O governo do Bangladesh está a usar a força para reprimir violentamente os protestos que surgiram depois da reinstituíção do sistema de cotas para empregos públicos, que atribui 30% dos lugares a filhos e netos de quem lutou pela independência do país.
Nos últimos dias, estudantes das universidade públicas e privadas têm-se manifestado, após de, no dia 5 de junho, o Tribunal Superior ter reinstituído as cotas em empregos públicos para quem é descendente dos “lutadores pela liberdade”. No Bangladesh, há mais de 1,9 milhões de empregos na função pública.
O movimento, conhecido como “Estudantes contra a discriminação”, juntou milhares de estudantes das Universidades de Dhaka e de Chittagong em assentadas contra o sistema de cotas. Os manifestantes, que se declaram apartidários, dizem apenas querer um sistema mais igual à partida. Fahim Faruki, um estudante de relações internacionais, explicou à Al Jazeera que os protestos se organizaram no Facebook e que são inorgânicos.

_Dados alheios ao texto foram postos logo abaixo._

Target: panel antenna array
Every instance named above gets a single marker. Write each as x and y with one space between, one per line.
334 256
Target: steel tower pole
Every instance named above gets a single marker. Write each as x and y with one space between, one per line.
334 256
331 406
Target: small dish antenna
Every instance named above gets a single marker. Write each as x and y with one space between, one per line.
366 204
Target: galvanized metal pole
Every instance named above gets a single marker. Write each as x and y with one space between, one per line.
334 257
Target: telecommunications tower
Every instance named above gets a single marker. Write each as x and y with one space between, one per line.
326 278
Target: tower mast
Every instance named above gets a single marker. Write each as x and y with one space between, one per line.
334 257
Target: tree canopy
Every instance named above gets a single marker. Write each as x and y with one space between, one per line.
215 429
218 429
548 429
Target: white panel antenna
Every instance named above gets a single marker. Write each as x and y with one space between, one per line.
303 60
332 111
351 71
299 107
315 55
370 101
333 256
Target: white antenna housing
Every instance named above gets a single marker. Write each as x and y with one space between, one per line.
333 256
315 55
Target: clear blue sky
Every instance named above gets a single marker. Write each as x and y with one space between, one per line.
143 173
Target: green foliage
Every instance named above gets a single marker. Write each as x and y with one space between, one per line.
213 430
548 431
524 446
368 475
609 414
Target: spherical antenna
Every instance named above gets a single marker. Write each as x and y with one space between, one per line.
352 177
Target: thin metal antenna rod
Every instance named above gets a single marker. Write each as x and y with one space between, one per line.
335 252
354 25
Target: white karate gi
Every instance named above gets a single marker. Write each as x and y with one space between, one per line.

A principal reivindicação dos manifestantes é que a cota de 30% para descendentes de “lutadores da liberdade” seja abolida, mas os manifestantes apoiam a manutenção de cotas para minorias étnicas e pessoas com deficiência. “O nosso protesto não é contra o sistema de cotas, quer antes a reforma do sistema”, disse Faruki à Al Jazeera.
Na quarta-feira, os estudantes da Universidade de Dhaka bloquearam grandes infraestruturas rodoviárias e a esquadra da polícia em Shahbagh, uma das praças mais conhecidas de Dhaka. Os confrontos começaram no bairro de Uttara, quando centenas de manifestantes foram perseguidos pela polícia por bloquearem a estrada. Há também relatos do uso de gás lacrimogéneo e bastões contra os estudantes, que ripostaram atirando pedras.

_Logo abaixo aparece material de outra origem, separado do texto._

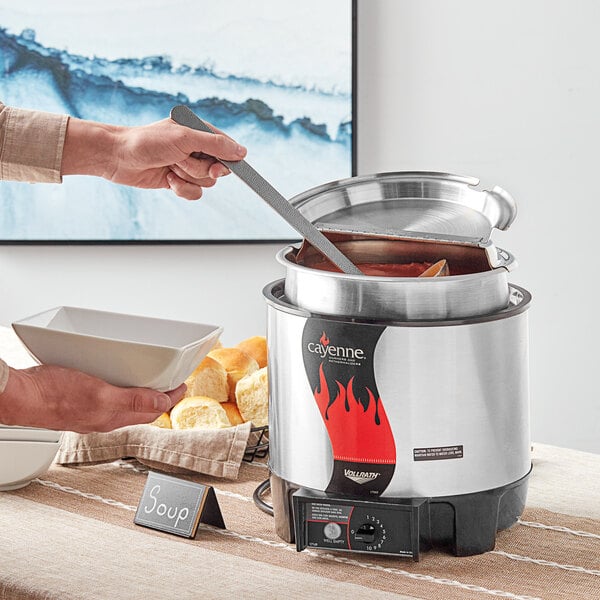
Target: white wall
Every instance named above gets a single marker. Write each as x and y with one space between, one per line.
508 92
505 91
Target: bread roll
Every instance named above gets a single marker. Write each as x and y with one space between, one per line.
237 363
252 397
233 414
163 421
209 379
256 347
199 412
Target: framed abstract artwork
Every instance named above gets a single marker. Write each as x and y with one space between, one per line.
279 77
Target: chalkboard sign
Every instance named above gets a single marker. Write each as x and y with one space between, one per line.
177 506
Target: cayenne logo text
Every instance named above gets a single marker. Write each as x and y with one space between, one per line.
361 476
324 348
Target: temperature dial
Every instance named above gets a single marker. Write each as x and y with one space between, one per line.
371 533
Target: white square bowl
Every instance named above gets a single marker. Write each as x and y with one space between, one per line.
23 461
125 350
28 434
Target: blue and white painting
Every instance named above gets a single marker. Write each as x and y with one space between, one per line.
277 76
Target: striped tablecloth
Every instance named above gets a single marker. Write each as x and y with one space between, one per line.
70 534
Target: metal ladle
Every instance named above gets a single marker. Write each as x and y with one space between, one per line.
184 116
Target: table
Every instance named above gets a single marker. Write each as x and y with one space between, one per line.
70 534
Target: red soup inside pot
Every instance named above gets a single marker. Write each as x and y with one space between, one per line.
411 269
381 257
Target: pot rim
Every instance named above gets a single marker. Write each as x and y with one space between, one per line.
281 257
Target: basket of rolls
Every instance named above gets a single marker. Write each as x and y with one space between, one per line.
221 422
229 387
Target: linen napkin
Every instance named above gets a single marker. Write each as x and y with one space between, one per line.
216 452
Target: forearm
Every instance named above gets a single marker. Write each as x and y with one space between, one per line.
90 148
14 397
31 145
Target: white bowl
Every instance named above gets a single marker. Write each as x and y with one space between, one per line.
125 350
29 434
20 462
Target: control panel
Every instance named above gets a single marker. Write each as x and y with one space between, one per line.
385 527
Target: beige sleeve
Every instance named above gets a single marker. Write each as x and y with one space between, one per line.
31 145
3 375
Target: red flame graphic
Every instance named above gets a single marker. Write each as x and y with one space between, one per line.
358 432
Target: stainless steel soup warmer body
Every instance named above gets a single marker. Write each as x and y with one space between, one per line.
399 408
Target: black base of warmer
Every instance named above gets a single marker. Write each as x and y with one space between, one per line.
464 524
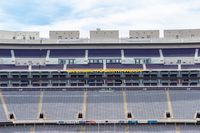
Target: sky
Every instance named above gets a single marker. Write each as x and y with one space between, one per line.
85 15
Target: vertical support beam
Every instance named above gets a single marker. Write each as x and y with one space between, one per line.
125 110
125 104
4 106
169 103
144 67
104 64
122 56
178 129
84 108
48 54
86 55
161 53
13 55
32 129
179 66
196 53
40 104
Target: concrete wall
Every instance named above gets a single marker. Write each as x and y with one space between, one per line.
64 34
144 34
182 34
19 35
104 35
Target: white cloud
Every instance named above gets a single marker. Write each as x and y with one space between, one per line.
113 14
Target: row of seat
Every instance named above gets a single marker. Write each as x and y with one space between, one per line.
55 53
101 105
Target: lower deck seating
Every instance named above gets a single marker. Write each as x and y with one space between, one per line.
105 105
185 103
147 104
23 104
62 105
100 105
102 129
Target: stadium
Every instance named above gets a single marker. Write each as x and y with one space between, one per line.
140 84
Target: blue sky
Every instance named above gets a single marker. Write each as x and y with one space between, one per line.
84 15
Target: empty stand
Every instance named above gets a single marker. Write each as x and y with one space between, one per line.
185 104
13 67
104 53
188 66
85 66
141 53
183 52
147 104
5 53
24 105
30 53
67 104
124 66
105 106
161 66
48 67
55 53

Entre a confusão dos confrontos, o edifício da televisão estatal BTV sofreu um incêndio na quinta-feira, enquanto várias pessoas ainda lá estavam dentro. O escalamento do conflito entre polícia e estudantes levou também a um aumento de vítimas mortais, entre os quais um aluno do 11º ano e um jornalista.
Entretanto, o Governo cortou acesso à internet e às telecomunicações e proibiu também as manifestações públicas, aumentando a repressão numa tentativa de desorganizar e desmobilizar os manifestantes.
Repressão com uso de força ilegal
A Amnistia Internacional já reagiu com uma análise da situação, confirmando o “uso ilegal de força pela polícia contra os estudantes”, indicando ainda que estes padrões de violência contra manifestantes acontecem há vários anos e são alegadamente cometidos por membros da Liga Chatra Bangladesh, um grupo com ligações ao partido da primeira-ministra, Sheikh Hasina.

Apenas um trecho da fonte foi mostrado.